'MSG - The Messenger' Review: An audacious PR vehicle!

'MSG - The Messenger' Review: An audacious PR vehicle!

Source: General

By: Sonia Chopra

Critic's Rating: 3/5

Tuesday 24 February 2015

Movie Title

'MSG - The Messenger' Review: An audacious PR vehicle!


Gurmeet Ram Rahim Singh and Jeetu Arora

Star Cast

Sant Gurmeet Ram Rahim Singh Ji Insan

It's quite tough to get over the beginning as you see the film’s writer-director-cinematographer-designer and lead actor Sant Gurmeet Ram Rahim Singh Ji Insan (SGRRSJI) singing a hip-hop number in a coat with lime-green fur, blingy sunglasses, a super-shiny jacket and what seems like a string of pearls jostling for space. This portly, middle-aged gent, with a benign smile and an even more innocuous voice, is the self-styled spiritual guru heading the Dera Sacha Sauda clan. He plays himself in the film.

As he lip-syncs, all you can hear is "You are my heartbeat". The rest of the lyrics, inaudible, pass by in a haze. In that one introductory song, we see our central protagonist do a sort of ramp walk, sit on a makeshift throne, and dance as computer-generated firecrackers burst over him. He has more costume changes than a Bollywood star, and most of his costumes are so over-the-top, they could make Govinda look minimalist.

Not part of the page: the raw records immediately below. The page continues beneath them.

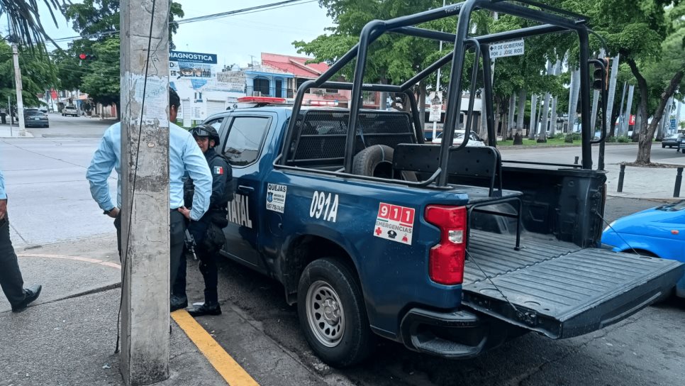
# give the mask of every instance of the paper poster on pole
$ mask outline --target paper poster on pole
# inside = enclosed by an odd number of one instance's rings
[[[442,92],[430,92],[430,115],[428,121],[430,122],[440,122],[440,115],[442,112]]]

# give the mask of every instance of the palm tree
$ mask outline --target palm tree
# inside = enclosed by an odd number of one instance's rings
[[[13,33],[9,36],[13,41],[21,42],[30,48],[44,47],[40,43],[45,40],[52,41],[45,33],[38,15],[38,4],[41,0],[0,0],[0,16],[7,15],[11,31]],[[70,0],[42,0],[50,11],[50,18],[57,25],[55,17],[57,10],[60,13],[64,12]],[[45,15],[43,15],[45,16]]]

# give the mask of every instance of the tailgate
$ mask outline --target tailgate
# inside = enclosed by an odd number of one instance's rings
[[[492,249],[488,257],[473,250],[469,259],[486,272],[488,263],[506,259],[500,254],[492,257]],[[509,249],[507,254],[523,250]],[[484,275],[464,280],[462,303],[557,339],[598,330],[650,305],[682,277],[683,266],[670,260],[589,248],[493,273],[488,272],[491,282]]]

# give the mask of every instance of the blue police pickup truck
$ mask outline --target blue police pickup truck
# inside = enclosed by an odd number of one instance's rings
[[[546,24],[469,38],[476,5]],[[408,27],[457,14],[456,35]],[[598,61],[588,59],[588,32],[575,17],[469,0],[374,21],[360,44],[300,86],[293,106],[236,109],[205,121],[218,128],[236,184],[221,253],[282,284],[325,362],[358,363],[379,336],[451,358],[529,331],[577,336],[647,307],[682,276],[678,262],[599,248],[606,178],[602,146],[593,169],[589,98],[581,98],[581,165],[506,161],[497,150],[488,45],[576,33],[589,95],[589,67]],[[364,83],[369,44],[390,31],[457,44],[401,85]],[[450,60],[450,72],[462,74],[468,50],[484,79],[489,145],[467,146],[465,138],[452,146],[450,130],[441,144],[425,143],[413,85]],[[355,57],[351,82],[329,80]],[[445,127],[457,123],[462,98],[452,96],[461,82],[450,80]],[[308,108],[312,88],[351,89],[350,106]],[[362,108],[367,90],[401,96],[405,111]],[[472,106],[470,100],[467,127]]]

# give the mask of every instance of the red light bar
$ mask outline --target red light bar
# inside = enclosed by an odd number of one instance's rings
[[[283,104],[285,103],[285,98],[276,98],[274,96],[242,96],[238,99],[238,101],[241,103]]]

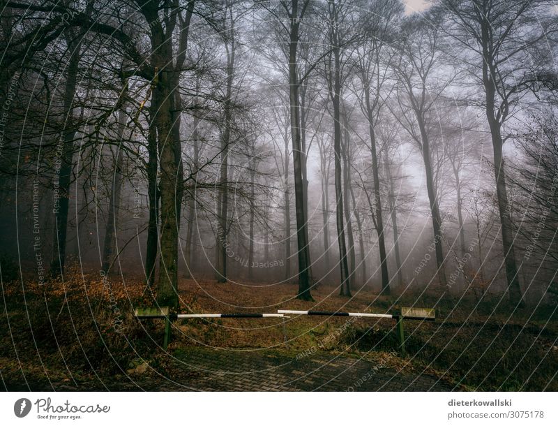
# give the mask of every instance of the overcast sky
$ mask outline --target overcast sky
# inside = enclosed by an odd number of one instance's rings
[[[430,3],[430,0],[405,0],[405,3],[407,6],[405,13],[410,15],[413,12],[425,8]]]

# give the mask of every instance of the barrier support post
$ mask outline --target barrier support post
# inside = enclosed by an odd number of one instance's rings
[[[403,315],[402,313],[397,317],[397,337],[399,339],[399,348],[401,351],[402,356],[407,356],[407,351],[405,351],[405,335],[403,330]]]
[[[167,350],[167,346],[169,344],[170,339],[170,318],[167,316],[165,318],[165,338],[163,341],[163,348],[164,351]]]

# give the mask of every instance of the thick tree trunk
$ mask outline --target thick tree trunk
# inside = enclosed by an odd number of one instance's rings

Insan, who throughout the film claims to have a 5-crore following, speaks out and acts against all the possible ills in the world. From drug and alcohol addictions, to girls being forced into prostitution to thalassemia to terrorism. He positions himself as a spiritual messiah with god-like powers. So we see him perform stunts that could baffle Superman, raising a palm to absorb an electric shock, and stopping weapons mid-air with a hand gesture (like old-school Ramayana on TV) transforming them into a crown that floats and lands on his head!

Yup, modesty is not the guru's strongest suit. And that would have been fine, except that he is playing himself in the movie. And the disclaimer warns us that this is a work of fiction. But how does the audience separate the fluff from the fact in the event of a flamboyant spiritual head playing himself and performing miracles in a movie? It's very tricky terrain here.

For the film is relentlessly, tirelessly propagandist. It is a show-reel for SGRRSJI and the film has people call him a farishta (angel) and youth icon, while one character incredulously refers to him as god itself. One of his followers in the film sings him a "Papa the great" song, and he descends on his stage-show (called Rubaru Nights) in a hot air balloon with 'Rock-Star' written on it. A foreign media student appears in the film, who behaves like a love-struck pup, and says things like, "Can I make a documentary on you, please please please please please?" Whew, enough already!

Also it's belittling real, serious problems when we see SGRRSJI solve them in a jiffy, like miraculously producing water in a water-starved area.

The film gets even more outrageous in the second half as we are told that there is a threat to the guru's life. It turns briefly into a suspenseful drama where the film throws red-herrings our way and expects us to participate in the whodunit game.

The film takes a relatively progressive view towards several issues like respect for prostitutes, blood donation, rights of the third gender and cleanliness. In fact, the film brings forth an interesting perspective on street hygiene, saying that internal purity cannot survive in an unclean outer environment.

One would have appreciated this if it didn't come with an audaciously propagandist "film" that's more like an in-house documentary of, by and for SRGGSJI and his followers. The rest of us will be dazed while watching the film, and for a long time after.